Note that the unknown parameter $p_i$ appears in the variance above. If we want to work with normal likelihoods with known variance, a clean way is to use a variance stabilizing transformation. This is justified by the use of Delta method.

Informally, the Delta method states that if $T_n$ has a limiting Normal distribution, then $g(T_n)$ also has a limiting normal distribution and also gives an explicit formula for the asymptotic variance of $g(T_n)$ . This is surprising because $g$ can be linear or non-linear. In general, non-linear functions of normal random variables do not have a normal distribution. But the Delta method works because under the assumption that $\sqrt{n}(T_n - p) \overset{\text{Law}}{\rightarrow} N(0, \tau^2)$ , it follows that $T_n$ converges in probability to $p$ so that $T_n$ will be close to $p$ at least for large $n$ . In a neighborhood of $p$ , the non-linear function $g$ can be approximated by a linear function which means that $g$ effectively behaves like a linear function.

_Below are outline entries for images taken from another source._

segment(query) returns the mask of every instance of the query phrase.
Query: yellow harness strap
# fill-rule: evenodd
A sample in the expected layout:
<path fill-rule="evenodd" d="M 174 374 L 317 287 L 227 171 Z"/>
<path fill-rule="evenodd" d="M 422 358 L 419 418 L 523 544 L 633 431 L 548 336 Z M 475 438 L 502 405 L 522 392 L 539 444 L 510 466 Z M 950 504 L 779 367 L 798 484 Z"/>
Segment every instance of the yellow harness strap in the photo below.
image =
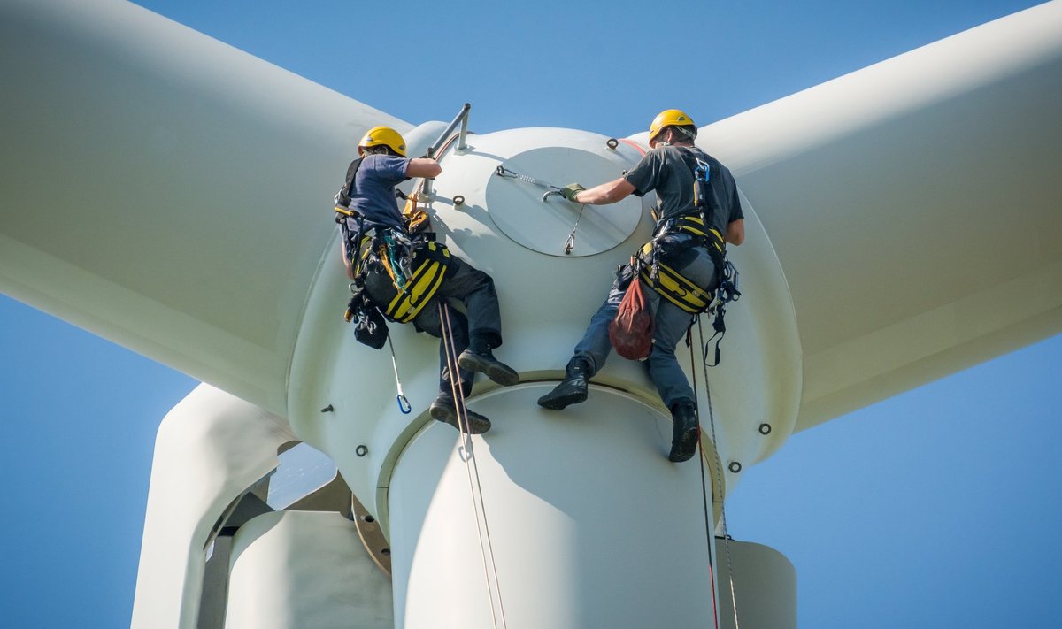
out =
<path fill-rule="evenodd" d="M 680 232 L 686 232 L 687 234 L 705 238 L 707 239 L 709 246 L 716 248 L 719 252 L 723 251 L 722 236 L 720 236 L 719 232 L 712 227 L 705 228 L 704 221 L 701 220 L 701 217 L 680 217 L 675 219 L 673 224 Z M 652 242 L 647 242 L 643 245 L 643 259 L 649 259 L 652 253 Z M 662 298 L 691 314 L 704 312 L 708 309 L 708 306 L 712 305 L 714 296 L 710 291 L 704 290 L 697 284 L 690 282 L 684 277 L 682 273 L 679 273 L 671 267 L 665 265 L 663 261 L 656 260 L 655 265 L 657 270 L 656 282 L 653 282 L 650 275 L 650 267 L 652 265 L 645 265 L 639 274 L 641 279 L 644 279 L 649 287 L 658 292 Z"/>
<path fill-rule="evenodd" d="M 446 276 L 450 252 L 445 246 L 429 241 L 419 251 L 419 254 L 421 264 L 413 271 L 413 275 L 406 280 L 405 290 L 397 290 L 398 287 L 395 286 L 397 292 L 383 310 L 389 319 L 398 323 L 412 321 L 434 296 Z M 381 259 L 386 260 L 387 256 Z M 386 262 L 384 266 L 387 266 Z M 391 273 L 391 270 L 389 269 L 388 272 Z M 393 274 L 392 280 L 394 280 Z"/>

Indeed, the Delta method is a consequence of the approximation:

g(T_n) - g(p) \approx g'(p) \left(T_n - p \right).

By the Delta method and (2), we have

\sqrt{n_i} \left(g(X_i/n_i) - g(p_i) \right) \overset{\text{Law}}{\rightarrow} N(0, (g'(p_i))^2 p_i(1 - p_i)).

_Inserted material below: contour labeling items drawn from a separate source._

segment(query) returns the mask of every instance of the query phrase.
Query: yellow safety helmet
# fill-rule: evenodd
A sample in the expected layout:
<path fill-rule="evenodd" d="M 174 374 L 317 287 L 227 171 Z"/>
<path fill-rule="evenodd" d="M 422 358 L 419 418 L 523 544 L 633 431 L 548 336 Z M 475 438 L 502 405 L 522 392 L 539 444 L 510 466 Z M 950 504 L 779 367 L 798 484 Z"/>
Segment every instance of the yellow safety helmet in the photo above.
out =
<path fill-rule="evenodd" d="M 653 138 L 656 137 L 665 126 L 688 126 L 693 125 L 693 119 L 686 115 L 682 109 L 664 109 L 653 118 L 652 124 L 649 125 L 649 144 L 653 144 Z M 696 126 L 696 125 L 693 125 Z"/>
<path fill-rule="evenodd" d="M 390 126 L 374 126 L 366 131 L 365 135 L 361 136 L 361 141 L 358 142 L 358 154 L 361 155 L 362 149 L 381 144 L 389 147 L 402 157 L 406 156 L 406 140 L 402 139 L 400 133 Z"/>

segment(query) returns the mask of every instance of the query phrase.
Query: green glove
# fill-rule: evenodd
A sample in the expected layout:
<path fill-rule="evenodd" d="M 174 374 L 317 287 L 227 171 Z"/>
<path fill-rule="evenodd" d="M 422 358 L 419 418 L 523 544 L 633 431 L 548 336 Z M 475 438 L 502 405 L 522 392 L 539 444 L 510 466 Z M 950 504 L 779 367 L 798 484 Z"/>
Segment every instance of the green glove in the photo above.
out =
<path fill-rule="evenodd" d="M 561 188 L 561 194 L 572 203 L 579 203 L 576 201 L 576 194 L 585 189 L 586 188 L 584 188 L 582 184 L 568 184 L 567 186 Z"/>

The variance above will not depend on $p_i$ if we choose the function $g$ so that

g'(p_i) = \frac{1}{\sqrt{p_i(1 - p_i)}}

Solving this for $g$ , we get $g(p_i) = 2 \arcsin(\sqrt{p_i})$ . This is a variance stabilizing transformation for the Binomial. Thus by the Delta method, we have

2 \sqrt{n} \left(\arcsin(\sqrt{X_i/n_i}) - \arcsin(\sqrt{p_i}) \right) \overset{\text{Law}}{\rightarrow} N(0, 1).

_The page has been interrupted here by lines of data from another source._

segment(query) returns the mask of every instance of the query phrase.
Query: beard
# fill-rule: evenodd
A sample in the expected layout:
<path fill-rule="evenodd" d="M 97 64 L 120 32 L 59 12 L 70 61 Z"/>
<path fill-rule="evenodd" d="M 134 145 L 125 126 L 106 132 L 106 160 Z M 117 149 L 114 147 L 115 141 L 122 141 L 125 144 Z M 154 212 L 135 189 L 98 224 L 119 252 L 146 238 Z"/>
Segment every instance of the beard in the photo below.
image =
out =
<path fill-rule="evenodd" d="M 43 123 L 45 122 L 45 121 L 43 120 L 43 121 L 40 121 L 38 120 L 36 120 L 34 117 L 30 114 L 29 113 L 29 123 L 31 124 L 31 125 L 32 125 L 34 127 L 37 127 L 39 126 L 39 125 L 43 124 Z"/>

While working with binomial counts, it thus makes sense to transform the observation $X_i$ and parameter $p_i$ into

Y_i := 2 \sqrt{n_i} \arcsin(\sqrt{X_i/n_i}) ~~ \text{ and } ~~ \theta_i := 2 \sqrt{n_i} \arcsin(\sqrt{p_i})

respectively and then work with the likelihood

Y_i | \theta_i \sim N(\theta_i, 1).

We will study Bayesian estimation under this model in the next lecture.